Ex-UK foreign minister Hague among House of Lords appointees
Along with a handful of ex-MPs, advisors to ministers as well as Stephen Gilbert, Deputy Chairman of the Conservative Party and Emma Pidding, former Chairman of the National Conservative Convention, the House of Lords is now awash with the great and the good, put there because of party affiliations or for decent donations to the party cause.
While the Lords can introduce, amend and block legislation, its members usually see their role as acting as a “revising chamber”, improving bills sent by the elected House of Commons.
Hague led the Conservatives from 1997 to 2001, when they suffered their second-worst election result in modern history.
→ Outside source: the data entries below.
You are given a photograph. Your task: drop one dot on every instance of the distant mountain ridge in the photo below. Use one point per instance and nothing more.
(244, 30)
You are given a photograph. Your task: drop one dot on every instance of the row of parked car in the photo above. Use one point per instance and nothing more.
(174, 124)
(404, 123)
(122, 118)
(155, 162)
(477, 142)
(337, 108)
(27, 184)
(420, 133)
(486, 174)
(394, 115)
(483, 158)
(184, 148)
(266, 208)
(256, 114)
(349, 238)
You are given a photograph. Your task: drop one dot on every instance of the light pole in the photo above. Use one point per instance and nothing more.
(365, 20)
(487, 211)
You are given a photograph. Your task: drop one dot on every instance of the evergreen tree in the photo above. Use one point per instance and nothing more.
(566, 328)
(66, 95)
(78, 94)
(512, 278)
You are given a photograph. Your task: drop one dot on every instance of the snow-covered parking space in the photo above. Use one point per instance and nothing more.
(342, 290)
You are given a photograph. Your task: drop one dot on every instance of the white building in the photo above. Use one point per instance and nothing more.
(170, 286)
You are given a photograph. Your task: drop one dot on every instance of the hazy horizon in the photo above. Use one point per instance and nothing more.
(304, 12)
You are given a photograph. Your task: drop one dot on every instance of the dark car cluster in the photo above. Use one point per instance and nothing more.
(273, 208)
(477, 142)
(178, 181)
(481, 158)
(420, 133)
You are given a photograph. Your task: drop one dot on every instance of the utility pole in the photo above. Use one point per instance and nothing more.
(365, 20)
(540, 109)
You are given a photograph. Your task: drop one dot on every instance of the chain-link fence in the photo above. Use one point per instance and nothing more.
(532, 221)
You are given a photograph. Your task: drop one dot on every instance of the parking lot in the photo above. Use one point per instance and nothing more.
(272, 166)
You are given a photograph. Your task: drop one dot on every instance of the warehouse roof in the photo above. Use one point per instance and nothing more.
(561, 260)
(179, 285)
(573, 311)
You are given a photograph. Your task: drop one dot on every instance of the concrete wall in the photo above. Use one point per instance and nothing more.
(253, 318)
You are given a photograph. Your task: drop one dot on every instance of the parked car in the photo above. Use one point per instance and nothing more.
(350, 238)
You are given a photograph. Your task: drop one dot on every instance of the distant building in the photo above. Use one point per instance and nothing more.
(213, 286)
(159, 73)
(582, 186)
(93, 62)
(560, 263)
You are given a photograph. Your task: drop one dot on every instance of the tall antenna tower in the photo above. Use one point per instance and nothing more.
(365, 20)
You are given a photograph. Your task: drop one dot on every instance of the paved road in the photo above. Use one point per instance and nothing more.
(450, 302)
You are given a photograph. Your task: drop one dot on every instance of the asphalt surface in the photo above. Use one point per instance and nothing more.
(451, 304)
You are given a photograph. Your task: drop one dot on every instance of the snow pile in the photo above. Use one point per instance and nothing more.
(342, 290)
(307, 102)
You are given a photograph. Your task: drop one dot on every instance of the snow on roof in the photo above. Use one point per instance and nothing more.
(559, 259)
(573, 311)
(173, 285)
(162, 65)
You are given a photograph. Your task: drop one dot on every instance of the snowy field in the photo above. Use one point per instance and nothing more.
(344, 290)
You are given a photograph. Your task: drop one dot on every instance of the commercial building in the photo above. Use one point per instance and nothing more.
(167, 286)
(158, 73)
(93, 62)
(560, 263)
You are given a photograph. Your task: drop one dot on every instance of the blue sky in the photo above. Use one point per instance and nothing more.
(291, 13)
In 2014/15 the net cost of having the House of Lords in place was just under £100m.
The Scottish lingerie tycoon, who has been appointed to head a review encouraging new businesses in employment black-spots, had been tipped for a peerage earlier this month, with reports Prime Minister David Cameron had informed her of the news via telephone.
The new appointments come despite concern there are already too many peers, and the government has been accused of burying the announcement amid a flurry of statistic releases including immigration figures and SATs scores. According to the Electoral Commission, Mr Cameron would have to appoint 723 more members to reproduce the balance of MPs.
The government has previously tried to encourage peers to retire. David Blunkett, Alistair Darling, Sir Menzies Campbell and Douglas Hogg are all newly-created peers.
“This is a sorry list of rejected and retired party politicians – cronies and hangers-on with big check books,” she said.
Ed Miliband has gifted peerages to a raft of former Labour ministers who quit the Commons at the general election.
The Liberal Democrat Peers in the House of Lords are in a hugely privileged position.
Of those to be appointed this year, 26 are Conservative, 11 are Lib Dem and eight are Labour.
Former Foreign Secretary William Hague headed a line of ex-ministers with former Chief Whip Sir George Young and ex-Universities Minister David Willetts.
They can chose to claim a lower rate of £150 for work away from Westminster or official visits.
The increasing cost of the Lords, who can claim up to 300 pounds ($460) per day for attending parliament, at a time of public sector pay restrictions and public spending cuts has boosted calls for reform or outright abolition of the chamber.
The Lib Dems insist they are perfectly entitled to the extra peers they’ve got because a Dissolution honours looks backwards to the last Parliament doesn’t have to reflect the last election (the latter was the position the Libs signed up to in the Coalition Agreement of 2010).
“The rest are a mixture of time-servers, leaders’ mates, downright dregs and at least one hefty donor to party funds”, he says. Of the total, £20.7m was spent on members’ allowances and expenses.